1) The Man-made release of greenhouse gases is – as far as we know – happening at a speed never before experienced on Earth. For example it’s going at least fifteen times faster than when siberian volcanic eruptions created enormous burning of hydrocarbons in sediments before the end-permian extinction event 252 million years ago – the worst extinction event we know. Consequently also the temperature rise is probably much faster than in any known natural events so far.
Therefore we can’t rule out that things will happen that has never before happened in periods of natural releases of greenhouse gases and natural warming of the globe. Collapse of ecosystems at hitherto unknown scales and with hitherto unknown catastrophic consequences are possible. And it is probably impossible to calculate the odds of such events occuring – because we have no examples from the paleoclimatology.
2) Even if we confine our scope to natural events of rapid climate change in the most well-known past, we must recognize that the whole human civilization has developed during a very short timespan with extremely stable conditions compared to these events in the paleoclimatic. Especially the industrial capitalism and its burning of fossil hydrocarbons has developed at its current speed and global scale, and the rapid rises of atmospheric CO2 content and global temperatures, has only been going on for less than around the last fifty years.
This study http://science.sciencemag.org/content/321/5889/680 show that big parts of the global atmospheric circulation was rearranged in just a few years around 12 ky BP. Noone can doubt that if something like that should happen today, the consequences for the global agriculture and societies would be catastrophic.

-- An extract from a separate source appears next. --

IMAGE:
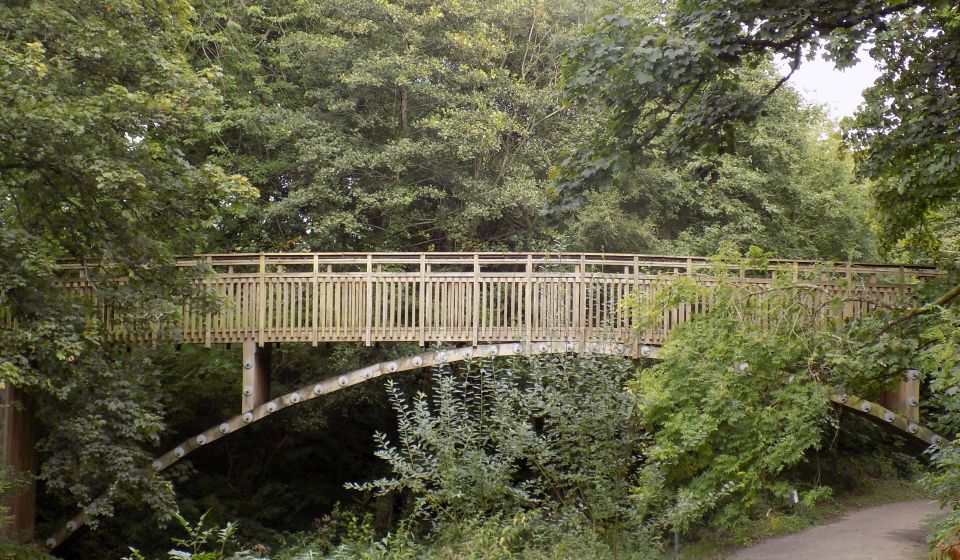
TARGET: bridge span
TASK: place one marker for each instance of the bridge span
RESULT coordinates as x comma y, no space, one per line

Imagine fx a major shift in the monsoon system. I think even something much less dramatic than that could lead to enormous and chaotic developments in the global economy and social conflicts and wars on a very dangerous scale.
Our current global “market” economy is what in physics is called a metastable system: even small instabilities are self-enhancing. Just look at what happened during the socalled financial crisis 2008 or during older economic periods of depression. Modern society is very complicated and very vulnerable, especially with respect to its ecological basis. Mankind is fx now using more than fifty percent of the global photosynthetic product. Which is an enormous stress on ecosystems in itself with consequences like “insectageddon” that are just beginning to emerge.
Of course it does not help anyone to panic. But to say that we can just carry on more or less with business as usual, as is the message from the current “scientific consensus” as expressed fx by the IPCC “summary for policymakers” etc. is completely irresponsible. All experience shows that the socalled “optimism” proclaimed by almost everyone in the last few decades has led to absolutely nothing else than further exploding emissions so far. It has been and is a sleeping pill.
“There is a widespread inclination to think of climate change as a form of compound payback for two centuries of industrial capitalism. But among Wallace-Wells’s most bracing revelations is how recent the bulk of the destruction has been, how sickeningly fast its results. *Most of the real damage, in fact, has taken place in the time since the reality of climate change became known. And we are not slowing down. One of the sentences I found most upsetting in this book composed almost exclusively of upsetting sentences: “We are now burning 80% more coal than we were just in the year 2000.”*
There’s also a temptation, when thinking about climate change, to focus on denialism as the villain of the piece. *The bigger problem, Wallace-Wells points out, is the much vaster number of people (and governments) who acknowledge the true scale of the problem, and still act as if it’s not happening*.” (My *’s, KJ).